Nel riproporre la
sanguinolenta scia e forse la ripetuta morte (uno degli accoltellati davanti alla
sede parigina dell’emittente Premières
Lignes Televison, dove fino a cinque anni fa c'era anche la redazione di Charlie Hebdo, è in fin di vita) gli attentatori - vedremo se saranno definiti jihadisti, lupi
solitari, assassini consapevoli o assassini e basta - reiterano il gesto
carnefice e distruttivo drammaticamente introdotto in questi anni. Il tempo scorre,
l’idealizzato Stato Islamico, cui ‘macellai urbani’ come i fratelli Kouachi s’spiravano,
è svanito, invece non tramonta il delirio omicida che ispira il fondamentalismo.
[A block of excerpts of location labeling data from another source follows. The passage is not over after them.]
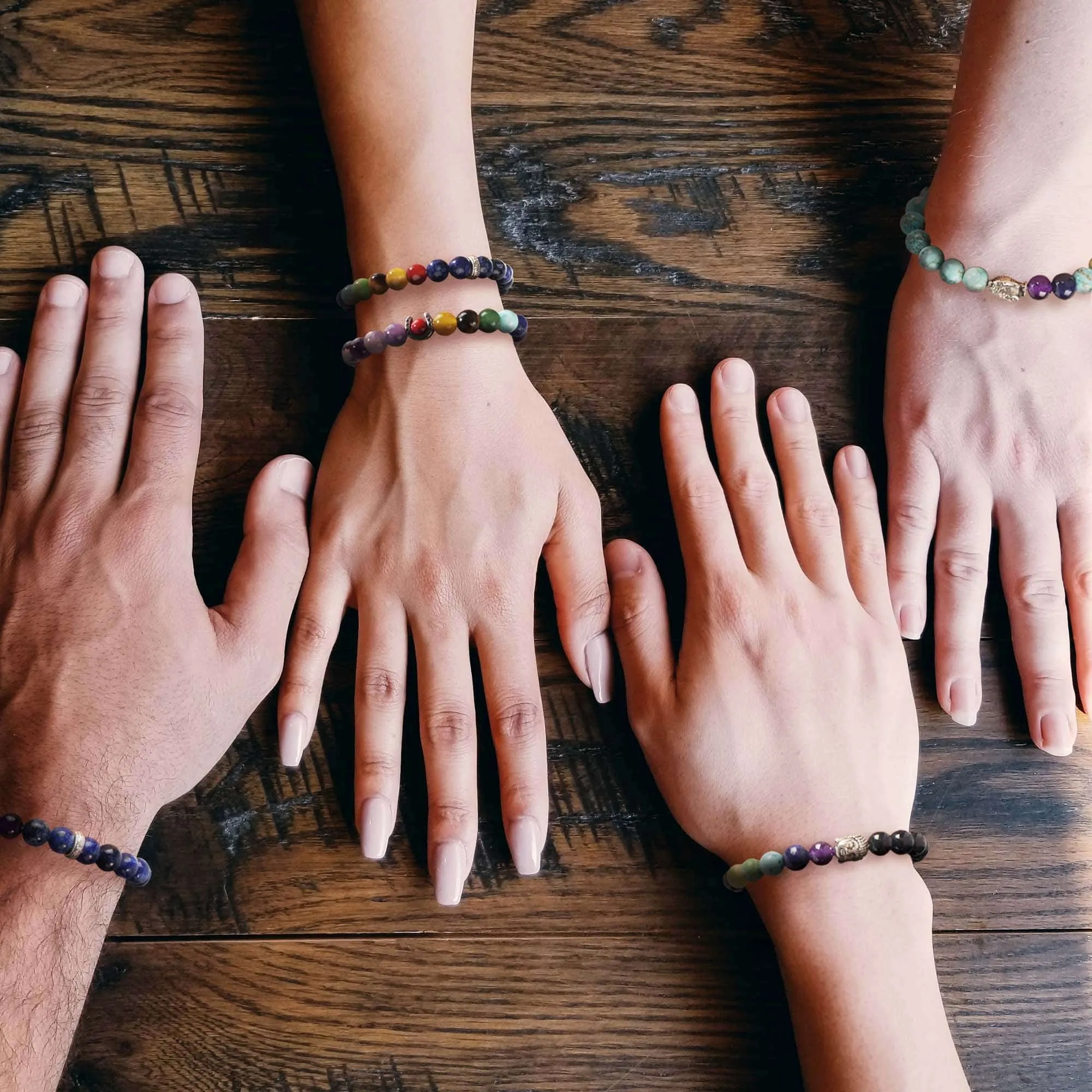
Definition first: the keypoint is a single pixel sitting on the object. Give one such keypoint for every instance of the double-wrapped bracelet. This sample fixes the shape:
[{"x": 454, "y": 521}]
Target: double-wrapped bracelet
[
  {"x": 853, "y": 848},
  {"x": 78, "y": 847}
]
Un fanatismo a 360° che ha avuto una versione per altre “fedi”, visto che bersagli
non sono stati solo inermi cittadini occidentali falciati dal piombo e dai camion,
sventrati da lame e machete. Lo sono diventati uomini e donne riuniti in moschea
(attentato in Québec, 2017), passanti davanti a una Sinagoga (tentativo di
assalto a Halle, 2019), giovani laici partecipanti a un campo estivo (strage di
Utoya, 2011) e purtroppo i caduti in decine di altri episodi. L’integralismo è un
asse portante di tendenze para politiche diffuse, difese e idealizzate da più
parti se si guarda a quel che accade non solo nelle madrase del wahhabismo e di
certe interpretazioni hanbalite dell’Islam. Viaggia sui tavoli della diplomazia
internazionale che riscopre i taliban, ammettendoli in governi futuri. Siede
sugli scranni di alcune petromonarchie carezzate dagli statisti occidentali,
Macron in testa, che in queste ore giustamente lanciano anatemi contro i
terroristi. Ma il terrore che, comunque, certa politica occidentale opportunista
e collusa alimenta su varie piazze mondiali è sempre dimenticato per via,
celato dietro interessi di parte, in un gioco infinito che diventa il giogo del
libero pensiero. Ispirandosi a esso, la quintessenza della comunicazione che da
millenni è la satira, propone percorsi e logiche anche davanti a chi per visioni
del mondo o al contrario chiusure,
oscurantismi, propri fanatismi non comprende, rigetta, anzi accusa di blasfemìa
concetti, frasi, disegni com’è accaduto alle vignette satiriche di Charlie Hebdo su Maometto. Quelle che
produssero un attentato a colpi di molotov nel novembre 2011 e successivamente
la vile e sanguinaria aggressione del gennaio 2015, con dodici vittime, dal
direttore Charbonnier a vari collaboratori e poliziotti e passanti. Le stesse
vignette che, riproposte poco più d’un mese fa, paiono diventate il pretesto per l’attuale
nuovo giro di follìa. Rappresentano esse una ventata di libertà o una ruota
libera che perde l’obiettivo primario di salvaguardarsi, finendo nel gorgo del
fanatismo della lama? La questione non è temere ritorsioni o pensare d’essere
meno salaci, bensì comprendere quanto altri punti di vista rendono sopportabile
taluna satira. Le critiche ai fumetti su Maometto e al modo di porli erano venute,
ben prima della criminale azione della coppia omicida di cinque anni fa, da
studiosi della cultura islamica. Non imam o fedelissimi, ma docenti che
consideravano eccessive quelle vignette perché irrispettose del Weltanschauung di quei fedeli. Cittadini
normali che vivono a Islamabad oppure a Londra. Insomma si mancava di buon
gusto. Detto da profondi conoscitori d’una certa società c’è da credere e
cambiare registro. Non per abbandonare il diritto di satira, ma per meglio
orientarlo. Che non vuol dire farsi suggerire su cosa ridere, ma magari far
ridere anche l’oggetto della battuta, affinché sia scherzo e non scherno.